The blood had been brushed on the wall. No visible fingerprints. The word cunt had been chosen for what reason? As an opinion? To shock? Out of disrespect? Out of anger?

In his mind's eye he could see Keith Mullen, skinny and ugly, standing in his filthy kitchen just that morning. "She don't know nothing about loyalty, turning on one of us. Cunt's got no business being in a uniform."

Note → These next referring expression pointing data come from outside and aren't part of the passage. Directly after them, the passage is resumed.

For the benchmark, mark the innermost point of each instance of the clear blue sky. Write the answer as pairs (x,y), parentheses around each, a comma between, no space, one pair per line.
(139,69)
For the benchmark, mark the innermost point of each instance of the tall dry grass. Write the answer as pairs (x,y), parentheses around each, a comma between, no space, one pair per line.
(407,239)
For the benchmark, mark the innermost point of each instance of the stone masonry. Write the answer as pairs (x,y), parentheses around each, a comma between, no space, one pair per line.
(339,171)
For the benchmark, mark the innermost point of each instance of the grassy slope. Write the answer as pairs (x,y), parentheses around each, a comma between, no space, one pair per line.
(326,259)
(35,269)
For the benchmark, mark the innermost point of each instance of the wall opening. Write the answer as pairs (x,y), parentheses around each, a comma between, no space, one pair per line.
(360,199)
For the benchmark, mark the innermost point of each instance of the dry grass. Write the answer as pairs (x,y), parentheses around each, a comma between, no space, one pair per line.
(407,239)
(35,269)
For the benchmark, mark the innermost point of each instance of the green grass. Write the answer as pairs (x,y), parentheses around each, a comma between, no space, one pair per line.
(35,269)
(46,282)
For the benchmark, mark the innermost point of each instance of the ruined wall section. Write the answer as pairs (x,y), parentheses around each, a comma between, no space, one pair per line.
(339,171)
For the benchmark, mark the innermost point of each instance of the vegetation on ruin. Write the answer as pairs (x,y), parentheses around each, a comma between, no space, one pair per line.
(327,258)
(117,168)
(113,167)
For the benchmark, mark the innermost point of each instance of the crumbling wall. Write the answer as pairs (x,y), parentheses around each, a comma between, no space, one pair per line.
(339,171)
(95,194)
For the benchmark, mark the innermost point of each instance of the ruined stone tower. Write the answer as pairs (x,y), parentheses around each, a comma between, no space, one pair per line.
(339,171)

Was the animal symbolic? An alley cat-sexually indiscriminate. Its guts spilled down onto the bed where Annie had made love with him just the night before.

And the positioning of its body, the nails through its forepaws, the evisceration-an obvious allusion to Pam Bichon. Meant to frighten or as a warning?

He thought of how close she had come to being shot and he wanted to hit something-someone-hard and repeatedly.

He worked to contain the rage even as he remembered Donnie Bichon's muddy boots. He set the thought aside for the moment.

"This cat-was she yours, Toinette?"

"No."

"You talked to your tante and uncle 'bout did they see anyone around today?"

"We had that conversation when we were talking about who might want to shoot me. They were busy today. Tourists coming in early for Mardi Gras. They had to call in extra tour guides. They didn't have time to notice anyone special."

"How'd anyone get in here? Were your doors locked when you came up?"

"Everything was locked up tight. You might be able to pick a lock to break in, but there's no locking these doors from the outside without a key."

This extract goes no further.